Asian markets still in negative zone, fear spreads
All Asian exchanges lose ground. US and European rescue plans do not remove concern over a worldwide economic crisis.
Hong Kong (AsiaNews/Agencies) – Asian markets continue to plunge. Despite Washington's US$ 700 billion bank rescue plan investors fear an overall slowdown of the economy. Meanwhile the financial crisis reaches Europe.

Hong Kong’s exchange was down 3.4 per cent. Shanghai, which reopened today after a week break, dropped 3.5 per cent despite regulators’ attempts to support the market. Japan's Nikkei stock average plunged 5 per cent by mid-morning. Markets in South Korea, Singapore and Thailand also fell sharply. Indonesia's key index plunged more than 5 percent.

Germany's announcement Sunday of a rescue package for Hypo Real Estate, the country's second-biggest commercial property lender, is good news but also a sign that Europe too is having to prop up the financial sector.
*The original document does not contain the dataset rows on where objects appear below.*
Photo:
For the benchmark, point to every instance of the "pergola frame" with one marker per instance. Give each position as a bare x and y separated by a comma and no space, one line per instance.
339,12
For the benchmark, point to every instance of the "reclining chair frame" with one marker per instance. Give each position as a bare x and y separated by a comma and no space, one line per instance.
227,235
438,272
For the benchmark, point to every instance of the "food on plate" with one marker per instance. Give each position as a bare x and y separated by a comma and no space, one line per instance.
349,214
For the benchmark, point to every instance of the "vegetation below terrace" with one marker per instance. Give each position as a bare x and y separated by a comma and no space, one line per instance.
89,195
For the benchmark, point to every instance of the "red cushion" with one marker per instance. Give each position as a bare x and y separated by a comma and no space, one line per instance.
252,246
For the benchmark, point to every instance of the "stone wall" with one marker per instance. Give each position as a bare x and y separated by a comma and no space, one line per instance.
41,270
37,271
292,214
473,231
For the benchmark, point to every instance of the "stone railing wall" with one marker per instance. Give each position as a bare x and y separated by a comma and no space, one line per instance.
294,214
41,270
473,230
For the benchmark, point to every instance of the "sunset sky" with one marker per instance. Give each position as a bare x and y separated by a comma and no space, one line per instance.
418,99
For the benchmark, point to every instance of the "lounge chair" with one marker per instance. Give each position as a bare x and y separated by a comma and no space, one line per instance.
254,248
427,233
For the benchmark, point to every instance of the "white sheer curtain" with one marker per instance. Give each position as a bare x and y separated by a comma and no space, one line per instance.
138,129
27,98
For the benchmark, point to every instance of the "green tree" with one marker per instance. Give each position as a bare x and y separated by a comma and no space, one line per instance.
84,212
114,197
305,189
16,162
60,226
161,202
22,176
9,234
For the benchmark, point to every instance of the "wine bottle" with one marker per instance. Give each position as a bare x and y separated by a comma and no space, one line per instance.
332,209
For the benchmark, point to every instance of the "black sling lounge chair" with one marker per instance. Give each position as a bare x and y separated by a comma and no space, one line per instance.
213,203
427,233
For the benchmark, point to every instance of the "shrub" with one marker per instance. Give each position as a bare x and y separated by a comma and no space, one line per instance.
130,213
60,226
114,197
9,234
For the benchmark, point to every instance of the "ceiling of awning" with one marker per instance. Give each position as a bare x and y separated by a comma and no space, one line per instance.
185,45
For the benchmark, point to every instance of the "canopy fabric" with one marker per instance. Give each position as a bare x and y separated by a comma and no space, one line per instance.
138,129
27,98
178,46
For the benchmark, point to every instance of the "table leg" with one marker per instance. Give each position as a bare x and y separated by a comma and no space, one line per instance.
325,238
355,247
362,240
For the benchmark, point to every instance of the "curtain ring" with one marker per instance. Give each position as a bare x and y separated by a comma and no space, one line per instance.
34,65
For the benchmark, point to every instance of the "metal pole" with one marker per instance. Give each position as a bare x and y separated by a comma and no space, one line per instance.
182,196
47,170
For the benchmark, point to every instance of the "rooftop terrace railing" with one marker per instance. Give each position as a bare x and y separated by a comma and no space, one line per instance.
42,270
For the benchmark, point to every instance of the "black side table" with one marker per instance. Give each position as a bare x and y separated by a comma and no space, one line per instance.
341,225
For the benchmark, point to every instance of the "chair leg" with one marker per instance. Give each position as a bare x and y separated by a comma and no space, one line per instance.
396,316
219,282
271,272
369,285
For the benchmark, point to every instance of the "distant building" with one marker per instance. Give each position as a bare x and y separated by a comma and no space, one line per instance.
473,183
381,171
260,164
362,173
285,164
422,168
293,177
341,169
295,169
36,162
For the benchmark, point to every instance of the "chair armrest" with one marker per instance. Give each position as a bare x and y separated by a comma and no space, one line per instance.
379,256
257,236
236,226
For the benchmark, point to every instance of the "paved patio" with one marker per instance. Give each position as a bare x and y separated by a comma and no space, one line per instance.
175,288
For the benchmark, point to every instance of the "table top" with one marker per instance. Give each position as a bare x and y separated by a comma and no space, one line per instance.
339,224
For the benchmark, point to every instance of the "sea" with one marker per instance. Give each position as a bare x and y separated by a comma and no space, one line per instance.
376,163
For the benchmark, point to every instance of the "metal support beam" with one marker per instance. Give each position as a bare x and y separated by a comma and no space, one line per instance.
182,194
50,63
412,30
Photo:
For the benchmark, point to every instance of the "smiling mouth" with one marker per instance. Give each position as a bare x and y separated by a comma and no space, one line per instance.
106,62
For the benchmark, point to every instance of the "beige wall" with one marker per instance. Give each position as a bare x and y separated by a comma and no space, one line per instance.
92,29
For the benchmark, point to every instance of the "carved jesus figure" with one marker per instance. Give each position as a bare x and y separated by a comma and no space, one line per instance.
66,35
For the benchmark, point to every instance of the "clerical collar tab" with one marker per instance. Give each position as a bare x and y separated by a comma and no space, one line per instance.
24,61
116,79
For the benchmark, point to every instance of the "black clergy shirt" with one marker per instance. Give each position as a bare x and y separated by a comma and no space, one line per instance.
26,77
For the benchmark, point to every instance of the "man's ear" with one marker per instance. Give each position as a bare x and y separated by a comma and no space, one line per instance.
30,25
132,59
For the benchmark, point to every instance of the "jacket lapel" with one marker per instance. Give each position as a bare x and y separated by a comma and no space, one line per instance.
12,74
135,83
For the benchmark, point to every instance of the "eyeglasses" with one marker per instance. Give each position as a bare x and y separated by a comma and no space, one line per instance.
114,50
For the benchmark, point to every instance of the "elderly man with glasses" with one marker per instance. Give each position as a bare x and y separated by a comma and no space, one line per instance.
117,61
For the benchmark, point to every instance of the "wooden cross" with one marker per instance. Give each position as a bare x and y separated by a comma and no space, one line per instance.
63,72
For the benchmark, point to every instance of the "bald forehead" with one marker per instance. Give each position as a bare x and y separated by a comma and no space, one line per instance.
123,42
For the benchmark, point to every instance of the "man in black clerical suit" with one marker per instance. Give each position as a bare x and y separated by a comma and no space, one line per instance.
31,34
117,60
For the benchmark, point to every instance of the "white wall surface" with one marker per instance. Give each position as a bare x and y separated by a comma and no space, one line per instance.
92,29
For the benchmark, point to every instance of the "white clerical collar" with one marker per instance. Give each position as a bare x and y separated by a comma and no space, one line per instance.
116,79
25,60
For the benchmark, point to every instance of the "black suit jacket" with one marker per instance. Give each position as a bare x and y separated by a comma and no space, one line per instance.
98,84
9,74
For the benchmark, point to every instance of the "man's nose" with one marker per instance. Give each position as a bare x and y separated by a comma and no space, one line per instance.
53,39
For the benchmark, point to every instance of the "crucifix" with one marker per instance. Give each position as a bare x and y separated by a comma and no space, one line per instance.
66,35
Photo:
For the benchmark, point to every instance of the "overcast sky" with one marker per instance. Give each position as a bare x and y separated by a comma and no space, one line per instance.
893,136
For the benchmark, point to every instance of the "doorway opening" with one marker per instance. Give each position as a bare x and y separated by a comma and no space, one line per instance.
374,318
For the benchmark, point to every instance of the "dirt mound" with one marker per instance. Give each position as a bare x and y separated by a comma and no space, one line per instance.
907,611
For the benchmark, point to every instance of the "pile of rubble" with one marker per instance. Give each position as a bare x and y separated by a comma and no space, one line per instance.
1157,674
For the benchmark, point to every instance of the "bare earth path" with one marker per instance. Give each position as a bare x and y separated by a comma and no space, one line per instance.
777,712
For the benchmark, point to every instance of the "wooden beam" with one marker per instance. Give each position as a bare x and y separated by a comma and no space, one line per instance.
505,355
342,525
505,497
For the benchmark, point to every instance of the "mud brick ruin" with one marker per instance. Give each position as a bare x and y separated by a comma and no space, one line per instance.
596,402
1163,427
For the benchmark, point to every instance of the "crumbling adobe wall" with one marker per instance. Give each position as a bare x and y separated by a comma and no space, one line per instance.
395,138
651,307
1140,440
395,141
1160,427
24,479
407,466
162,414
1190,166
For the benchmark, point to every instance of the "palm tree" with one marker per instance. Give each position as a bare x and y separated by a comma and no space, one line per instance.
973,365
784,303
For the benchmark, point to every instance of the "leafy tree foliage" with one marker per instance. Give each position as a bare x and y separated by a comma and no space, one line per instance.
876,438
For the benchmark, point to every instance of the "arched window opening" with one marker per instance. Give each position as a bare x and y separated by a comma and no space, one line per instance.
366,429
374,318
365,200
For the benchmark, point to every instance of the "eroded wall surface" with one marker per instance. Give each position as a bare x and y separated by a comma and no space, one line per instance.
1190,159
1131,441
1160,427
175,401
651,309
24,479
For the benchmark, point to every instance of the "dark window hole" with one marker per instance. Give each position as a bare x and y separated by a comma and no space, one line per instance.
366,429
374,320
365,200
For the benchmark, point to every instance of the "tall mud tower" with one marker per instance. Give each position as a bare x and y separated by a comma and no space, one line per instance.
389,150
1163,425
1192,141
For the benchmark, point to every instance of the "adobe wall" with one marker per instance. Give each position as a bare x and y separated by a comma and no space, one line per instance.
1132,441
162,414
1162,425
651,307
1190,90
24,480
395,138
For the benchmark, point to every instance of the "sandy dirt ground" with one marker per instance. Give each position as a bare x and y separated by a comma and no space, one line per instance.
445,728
Similar problems are affecting banks in the United Kingdom, Belgium and France.

European leaders pledged action to avoid financial chaos, but fears remain that consumption in the United States and Europe will drop, causing a slowdown in the world economy.

According to some analysts the US rescue plan is coming too late since the country’s economy is already in a recession.

Last month alone the US lost 150,000 jobs.